Ian Thompson recommends "cloudbusting" by Kate Bush, and decides that the Police's "De Do Do Do, De Da Da Da" sounds like a tribute to the modem.
Ian Park requests "Walking in a Windows Wonderland" and "Send in the Clouds", as well as the Elkie Brooks classic "Pearl's a Language".
Our favourite this week, from Mark Young, is the rousing Clash classic "Lock the Taskbar", which you will now be humming all day.
Keith Swinford points out that if you want to order a cocktail, it's got to be a Dataquiri. Try it, and watch the waiter crease with mirth when you explain the pun to him.
Any more song titles? We could organise a Backbytes evening out: Dean will be charmed to see us.
Tying the nut
Latest in the trend for geek marriage proposals, which mostly serve to make you realise that maybe you could have tried a little bit harder, is Jon Hodgson's Harry Potter Quiz app, which he developed for Android and gave to his girlfriend.
The first four questions were basic Potter trivia. The fifth was "Meghan will you marry me?" and the option to tap "yes" or "no". When she tapped "yes" (inexplicably, as far as we're concerned), the app texted Jon so that he could produce the ring. This meant that Meghan had a proposal that she will always remember even if the marriage becomes dull and tedious, and an anecdote that has been immortalised on geek.com.

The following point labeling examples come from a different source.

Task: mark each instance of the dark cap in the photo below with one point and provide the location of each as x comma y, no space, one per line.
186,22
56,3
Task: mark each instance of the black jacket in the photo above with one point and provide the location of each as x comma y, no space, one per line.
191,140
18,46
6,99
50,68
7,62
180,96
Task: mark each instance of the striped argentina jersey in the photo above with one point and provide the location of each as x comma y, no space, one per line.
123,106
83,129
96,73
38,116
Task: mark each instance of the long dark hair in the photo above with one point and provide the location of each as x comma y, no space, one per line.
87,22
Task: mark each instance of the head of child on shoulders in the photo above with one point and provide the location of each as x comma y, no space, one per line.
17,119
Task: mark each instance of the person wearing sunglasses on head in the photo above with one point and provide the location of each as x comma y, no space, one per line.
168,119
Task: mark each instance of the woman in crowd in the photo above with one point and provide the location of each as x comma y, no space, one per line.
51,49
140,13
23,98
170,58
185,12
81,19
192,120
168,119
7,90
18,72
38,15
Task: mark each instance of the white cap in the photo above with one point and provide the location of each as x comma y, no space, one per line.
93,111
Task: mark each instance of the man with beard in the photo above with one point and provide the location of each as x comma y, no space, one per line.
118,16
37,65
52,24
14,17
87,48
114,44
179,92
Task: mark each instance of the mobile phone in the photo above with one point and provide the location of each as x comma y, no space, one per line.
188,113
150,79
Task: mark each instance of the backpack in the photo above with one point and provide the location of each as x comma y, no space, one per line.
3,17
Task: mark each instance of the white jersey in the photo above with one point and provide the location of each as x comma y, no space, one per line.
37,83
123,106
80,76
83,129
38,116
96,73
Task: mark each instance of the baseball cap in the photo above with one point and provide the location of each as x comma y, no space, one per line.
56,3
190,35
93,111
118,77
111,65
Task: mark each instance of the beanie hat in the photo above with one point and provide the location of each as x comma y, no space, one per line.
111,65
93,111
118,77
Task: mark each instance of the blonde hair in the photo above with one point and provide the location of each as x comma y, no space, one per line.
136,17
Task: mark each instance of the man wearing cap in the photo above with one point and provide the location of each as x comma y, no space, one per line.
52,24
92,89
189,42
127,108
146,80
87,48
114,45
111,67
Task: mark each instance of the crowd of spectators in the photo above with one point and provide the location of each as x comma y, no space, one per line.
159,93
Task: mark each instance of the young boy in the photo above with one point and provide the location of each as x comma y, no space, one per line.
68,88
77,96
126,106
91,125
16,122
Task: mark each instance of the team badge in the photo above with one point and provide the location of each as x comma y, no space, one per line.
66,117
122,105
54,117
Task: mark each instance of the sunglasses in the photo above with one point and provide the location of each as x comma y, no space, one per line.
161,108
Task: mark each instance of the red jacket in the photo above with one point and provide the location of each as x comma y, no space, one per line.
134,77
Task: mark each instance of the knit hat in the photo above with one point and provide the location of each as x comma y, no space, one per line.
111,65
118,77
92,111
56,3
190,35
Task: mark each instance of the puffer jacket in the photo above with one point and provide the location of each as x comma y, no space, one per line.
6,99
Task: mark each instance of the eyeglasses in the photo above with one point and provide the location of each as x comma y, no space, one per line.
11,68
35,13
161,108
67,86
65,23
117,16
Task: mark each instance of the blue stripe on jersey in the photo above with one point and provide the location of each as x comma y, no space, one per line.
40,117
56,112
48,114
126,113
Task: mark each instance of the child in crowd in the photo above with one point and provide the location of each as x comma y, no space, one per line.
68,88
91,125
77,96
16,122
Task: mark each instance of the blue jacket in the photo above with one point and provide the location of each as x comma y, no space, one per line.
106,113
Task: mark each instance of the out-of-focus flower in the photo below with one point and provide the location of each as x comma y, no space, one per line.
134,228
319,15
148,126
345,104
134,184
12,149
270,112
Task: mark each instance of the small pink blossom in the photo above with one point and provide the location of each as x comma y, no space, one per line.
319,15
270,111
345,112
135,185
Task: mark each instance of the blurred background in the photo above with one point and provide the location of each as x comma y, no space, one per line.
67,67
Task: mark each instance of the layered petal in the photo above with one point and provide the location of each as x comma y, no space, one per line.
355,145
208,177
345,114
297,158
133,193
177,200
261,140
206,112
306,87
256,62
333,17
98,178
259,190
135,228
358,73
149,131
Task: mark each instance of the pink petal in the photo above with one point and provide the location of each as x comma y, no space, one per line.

Warning: this is an advantage only for a special type of girlfriend.
Stand by for déjà vu
Jeffrey Rouder from the University of Missouri and Richard Morey from the University of Groningen have done a statistical analysis of recent experiments that suggested ESP exists. Their analysis suggests that you should update your beliefs to conclude that ESP, when used to sense future events, is 40 times as likely as you thought it was just now.
For people who think it is vanishingly unlikely (us, and the authors), this makes no difference at all to our expectation. But, if you believe you can sense future events, it is significant news. In that case, though, you probably already sensed this analysis would take place and so you already updated your belief. Therefore no one has to do anything. Forget you read (or will read) this.